Let $f:\mathbb R^d \to \mathbb R$ be a function and fix scalar $\epsilon > 0$. Given a pint $x \in \mathbb R^d$, define $$ \Delta_f(x;\epsilon) := \sup_{y \in B(x; \epsilon)}|f(y)-f(x)|, $$ where $B(x;\epsilon):=\{y \in \mathbb R^d \mid \|y-x\| \le \epsilon\}$.
Finally, define $\partial^{-} f(x) := \liminf_{\epsilon \to 0^+}\frac{\Delta_f(x;\epsilon)}{\epsilon}$ and $\partial^+ f(x) :=\limsup_{\epsilon \to 0^+}\frac{\Delta_f(x;\epsilon)}{\epsilon}$
Question 1. Is there a way to link the quantities $\partial^{\pm} f(x)$ with any known notion of derivative ?

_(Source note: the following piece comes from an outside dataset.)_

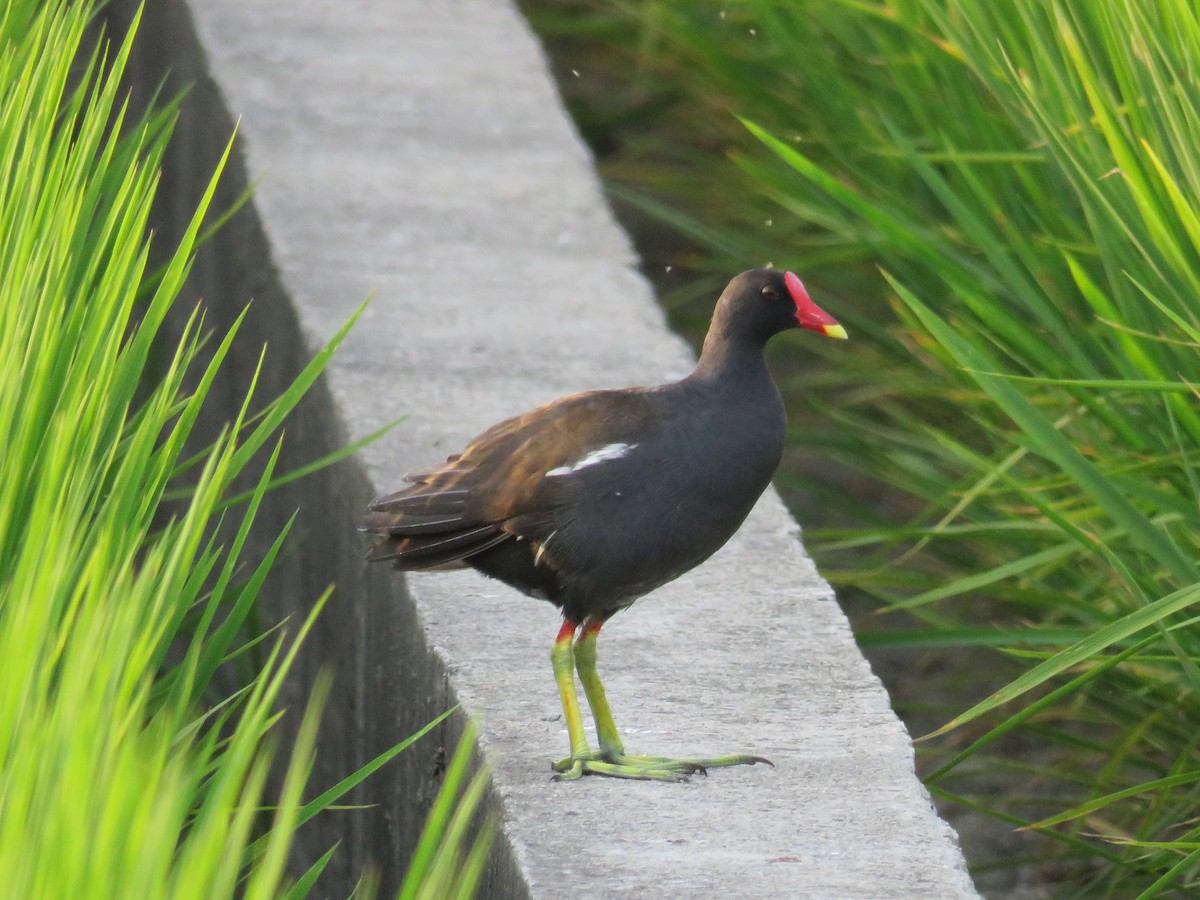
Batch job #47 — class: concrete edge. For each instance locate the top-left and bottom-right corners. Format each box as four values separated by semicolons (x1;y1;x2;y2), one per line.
109;0;973;896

The strong slope of $f$ at $x$, denoted $|\partial^+ | f(x)$ is defined by $$ |\partial^+| f(x) := \limsup_{y \to x}\frac{(f(y)-f(x))_+}{\|y-x\|}, $$ where $(t)_+ := \max(t,0)$. This notion of gradient is common in gradient-flow literature, and can be defined for functions on arbitrary metric spaces (e.g spaces of probability measures).
Question 2. Is $|\partial^+| f(x)$ related in any way to $\partial^{\pm} f(x)$ ?
Q1: Assume $f$ is differentiable at $x$, then $ \partial^+f(x)=\partial^-f(x)=\|f'(x)\|$, where $f'(x)=\nabla f(x) = (\frac{\partial f}{\partial x_1}(x), \cdots, \frac{\partial f}{\partial x_d}(x))$ is the gradient (a row vector).
Proof. As $f$ is differentiable, $f(y) = f(x) + f'(x) (y-x) + o(\|y-x\|)$ around $x$. Therefore for suffciently small $\epsilon$ (all the sups are taken over $B(x;\epsilon)$), $$\begin{align}\Delta_f(x;\epsilon) &=\sup\mid f'(x)(y-x)+o(\|y-x\|)\mid \\ &\le \sup|f'(x)(y-x)| + \sup o(\|y-x\|) \\ &=\|f'(x)\|\epsilon + \sup o(\|y-x\|) \\ \frac{\Delta_f(x;\epsilon)}{\epsilon}&\le\|f'(x)\|+ \sup \frac{ o(\|y-x\|)}{\epsilon}\end{align}$$
Here $\sup|f'(x)(y-x)|=\|f'(x)\|\epsilon$ follows from Cauchy-Schwarz. Note that $\sup \frac{ o(\|y-x\|)}{\epsilon}\le\sup \frac{ o(\|y-x\|)}{\|y-x\|}\rightarrow 0$, We have shown that $\partial^+f(x)\le \|f'(x)\|$. Similarly $$\begin{align} \Delta_f(x;\epsilon) &=\sup\mid f'(x)(y-x)+o(\|y-x\|)\mid \\ &\ge\|f'(x)\|\epsilon - o(\epsilon) \end{align}$$
Hence $\partial^-f(x)\ge \|f'(x)\|$.
Q2: From Q1, it's easy to show that $|\partial^+|f(x)=\|f'(x)\|$ as well.